Bulimia is often associated with negative body image and a desire to lose weight. This eating disorder may often be a response to help cope with emotions by overeating and then purging to numb the negative feelings of these emotions. Many people suffering from bulimia do not seek treatment due to the negative stigma surrounding the disease, yet so many face struggles related to bulimia. Like any eating disorder, bulimia is a coping mechanism and may be a way for an individual to help handle life’s stressors by seeing their eating habits and body as the only things they have control over.

Treatment for Bulimia

Treatment for bulimia will often include medical intervention, which depends on the severity of the eating disorder. Most individuals with an eating disorder also struggle with at least one other mental health condition, which is a key focus of recovery. Eating disorder recovery would include goal-focused nutrition counseling, group and individual therapy, and medical supervision. This may include meal planning, monitoring after eating, and working towards more intuitive eating habits and mindfulness. Therapy focusing on body image concerns is also key when treating an eating disorder.

The Bottom Line

Since many people with bulimia also struggle with anxiety, depression, body dysmorphia, or other mental health disorders, eating disorder recovery is about the journey, not the destination. Bulimia, like other eating disorders, functions as a coping mechanism for difficult emotions. While we don’t know the exact cause of eating disorders, a person is more likely to develop bulimia if their family has a history of eating disorders or if they grew up in a household that tried to control their eating habits. However, the cause of an eating disorder is a combination of genetic, biological, and social factors.

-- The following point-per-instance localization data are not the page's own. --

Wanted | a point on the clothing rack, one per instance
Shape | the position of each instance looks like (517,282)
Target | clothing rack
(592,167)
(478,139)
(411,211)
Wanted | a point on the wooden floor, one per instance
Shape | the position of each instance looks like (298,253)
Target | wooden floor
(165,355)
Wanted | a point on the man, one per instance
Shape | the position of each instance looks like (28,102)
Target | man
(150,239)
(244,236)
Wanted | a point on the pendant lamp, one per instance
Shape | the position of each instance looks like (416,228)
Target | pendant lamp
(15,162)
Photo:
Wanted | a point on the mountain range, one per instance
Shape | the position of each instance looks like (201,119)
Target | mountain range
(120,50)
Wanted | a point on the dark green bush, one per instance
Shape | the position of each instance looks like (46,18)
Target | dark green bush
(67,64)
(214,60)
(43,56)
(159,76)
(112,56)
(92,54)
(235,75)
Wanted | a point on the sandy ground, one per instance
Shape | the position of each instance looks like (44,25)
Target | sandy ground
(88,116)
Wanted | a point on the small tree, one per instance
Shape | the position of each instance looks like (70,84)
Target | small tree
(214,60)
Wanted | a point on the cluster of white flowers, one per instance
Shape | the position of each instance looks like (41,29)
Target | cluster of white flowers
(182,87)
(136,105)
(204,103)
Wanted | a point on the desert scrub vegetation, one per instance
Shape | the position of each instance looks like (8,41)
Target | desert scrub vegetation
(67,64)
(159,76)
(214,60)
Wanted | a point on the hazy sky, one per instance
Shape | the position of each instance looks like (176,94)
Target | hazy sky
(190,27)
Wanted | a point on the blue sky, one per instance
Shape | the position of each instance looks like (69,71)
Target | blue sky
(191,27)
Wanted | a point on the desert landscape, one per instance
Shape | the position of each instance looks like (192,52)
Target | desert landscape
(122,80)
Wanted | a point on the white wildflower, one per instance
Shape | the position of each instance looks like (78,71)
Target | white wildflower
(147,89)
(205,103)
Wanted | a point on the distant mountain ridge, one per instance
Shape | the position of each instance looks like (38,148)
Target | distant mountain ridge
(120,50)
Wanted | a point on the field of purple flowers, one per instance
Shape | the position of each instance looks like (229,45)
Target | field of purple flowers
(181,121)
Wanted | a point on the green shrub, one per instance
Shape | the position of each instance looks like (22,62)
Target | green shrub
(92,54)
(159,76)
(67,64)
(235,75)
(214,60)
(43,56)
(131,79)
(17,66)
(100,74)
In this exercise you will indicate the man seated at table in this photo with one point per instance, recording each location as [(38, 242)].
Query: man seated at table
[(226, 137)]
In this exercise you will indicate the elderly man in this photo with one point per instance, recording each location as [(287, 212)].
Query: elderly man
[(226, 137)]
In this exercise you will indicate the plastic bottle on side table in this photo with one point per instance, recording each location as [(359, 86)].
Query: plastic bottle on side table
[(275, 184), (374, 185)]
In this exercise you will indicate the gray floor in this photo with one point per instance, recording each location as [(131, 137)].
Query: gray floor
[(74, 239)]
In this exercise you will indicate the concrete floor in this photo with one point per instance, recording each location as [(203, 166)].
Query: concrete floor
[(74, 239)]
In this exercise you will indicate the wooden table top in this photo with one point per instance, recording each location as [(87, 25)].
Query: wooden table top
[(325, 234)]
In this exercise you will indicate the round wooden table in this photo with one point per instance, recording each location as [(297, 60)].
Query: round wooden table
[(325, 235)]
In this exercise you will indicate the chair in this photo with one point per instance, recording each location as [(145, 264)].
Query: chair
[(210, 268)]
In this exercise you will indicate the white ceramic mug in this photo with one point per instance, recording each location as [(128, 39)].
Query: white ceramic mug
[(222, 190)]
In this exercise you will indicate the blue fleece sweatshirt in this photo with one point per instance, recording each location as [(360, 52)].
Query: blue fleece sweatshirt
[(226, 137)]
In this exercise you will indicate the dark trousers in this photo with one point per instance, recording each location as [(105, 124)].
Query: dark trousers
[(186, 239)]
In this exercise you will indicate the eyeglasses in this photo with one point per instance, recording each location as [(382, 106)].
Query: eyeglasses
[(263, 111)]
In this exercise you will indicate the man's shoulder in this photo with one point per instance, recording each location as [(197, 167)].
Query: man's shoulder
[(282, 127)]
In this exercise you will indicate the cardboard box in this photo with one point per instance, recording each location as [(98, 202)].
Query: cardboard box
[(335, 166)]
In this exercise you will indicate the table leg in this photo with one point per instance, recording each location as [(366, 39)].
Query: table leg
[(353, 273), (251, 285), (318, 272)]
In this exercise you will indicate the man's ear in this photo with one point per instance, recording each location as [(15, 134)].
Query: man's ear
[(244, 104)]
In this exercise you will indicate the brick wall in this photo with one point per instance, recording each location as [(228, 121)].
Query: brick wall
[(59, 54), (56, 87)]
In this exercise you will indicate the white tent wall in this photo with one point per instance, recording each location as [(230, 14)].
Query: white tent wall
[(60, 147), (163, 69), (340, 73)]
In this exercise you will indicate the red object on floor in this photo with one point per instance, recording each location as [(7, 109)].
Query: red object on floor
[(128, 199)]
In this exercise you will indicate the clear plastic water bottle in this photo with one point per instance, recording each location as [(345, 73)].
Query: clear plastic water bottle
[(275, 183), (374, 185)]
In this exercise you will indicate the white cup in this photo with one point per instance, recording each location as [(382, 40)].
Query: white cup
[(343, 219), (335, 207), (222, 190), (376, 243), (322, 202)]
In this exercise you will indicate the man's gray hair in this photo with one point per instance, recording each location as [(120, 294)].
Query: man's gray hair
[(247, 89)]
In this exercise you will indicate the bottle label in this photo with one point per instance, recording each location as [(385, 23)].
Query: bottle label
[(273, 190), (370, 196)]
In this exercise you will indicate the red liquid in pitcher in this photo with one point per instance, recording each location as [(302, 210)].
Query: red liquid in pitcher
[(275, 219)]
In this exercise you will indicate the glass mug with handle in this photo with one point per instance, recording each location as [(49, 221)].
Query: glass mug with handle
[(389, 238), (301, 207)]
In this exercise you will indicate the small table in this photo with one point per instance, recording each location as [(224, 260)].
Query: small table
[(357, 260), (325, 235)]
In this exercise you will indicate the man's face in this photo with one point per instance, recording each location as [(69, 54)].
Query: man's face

Since most people with bulimia are at “normal” body weight, many struggle for years, as they do not “look” or feel that they have an eating disorder. This, combined with the shame that often occurs with binging/purging, can make a person more hesitant to seek help. However, full recovery is possible for anyone struggling with this eating disorder. By working directly with a trained team of medical staff and licensed therapists, individuals struggling with bulimia can begin to overcome their disordered eating habits and move forward on their path toward healing.